A good idea for a research project: endogenize the exogenous

I think of an exogenous variable is one that affects, but isn’t affected by, whatever variable you’re studying. So for instance, if you were studying the population dynamics of jackalopes, weather variables would be exogenous. Weather might affect jackalope birth and death rates for various reasons, but jackalope births and deaths don’t affect the weather.

But sometimes, researchers treat an endogenous variable–one that affects, and is affected by, the variable of interest–as if it were exogenous. That can be for all sorts of reasons, some of them good (e.g., separation of timescales) and others less good (e.g., tradition). But whatever the reason, it creates a potential research opportunity: endogenize the exogenous. Take the variable that everyone’s been treating as exogenous, and treat it as endogenous instead.

Studying a previously-unstudied feedback loop–variable A affects, and is affected by, variable B–often is a good idea for a research project. Dynamical systems with feedback loops have different, richer, and more interesting dynamics than those without feedback loops. Treating variable A as endogenous rather than exogenous is likely to generate new and interesting predictions about the dynamics of variable B. Predictions about even very basic matters, like “how are A and B correlated over time and space?”, are likely to change if you make both variables endogenous.

A closely-related trick is to take some quantity that typically gets treated as a constant, and turn it into an (endogenous) variable. That’s what a lot of eco-evolutionary dynamics comes down to: taking parameters that typically are treated as (exogenously) fixed constants in purely ecological models, and allowing those parameters to evolve via natural selection.
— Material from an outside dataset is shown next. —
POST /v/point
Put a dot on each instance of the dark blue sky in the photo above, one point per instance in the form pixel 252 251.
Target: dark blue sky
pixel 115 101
Or conversely, taking parameters that evolutionary models typically treat as exogenously determined (e.g., selection coefficients, population sizes) and endogenizing them by modeling the ecological feedbacks that determine their values.

In order for endogenizing the exogenous to be a good idea for a research project, you need to have a good reason for doing so. For instance, if some people have studied the effect of variable A on B (for good reasons), and others have studied the effect of B on A (for other good reasons), then that’s a great opportunity for somebody to synthesize those two lines of research into a new line of research on A-B feedbacks. Conversely, just taking some random parameter that ordinarily gets treated as a constant and turning it into a variable isn’t necessarily a very good idea for a research project. Everyone knows the world is complicated, and every model/hypothesis/prediction/gut feeling/whatever assumes away some of those complications. We can’t study everything at once and it would be silly to try. So asking “what if we treat this parameter as a variable instead?” risks coming off as asking “What if we just add some arbitrary complications to our model of variable B, purely for the sake of making our model more complicated?”

Consider this an addendum to my old posts on good and weak reasons for choosing a research project.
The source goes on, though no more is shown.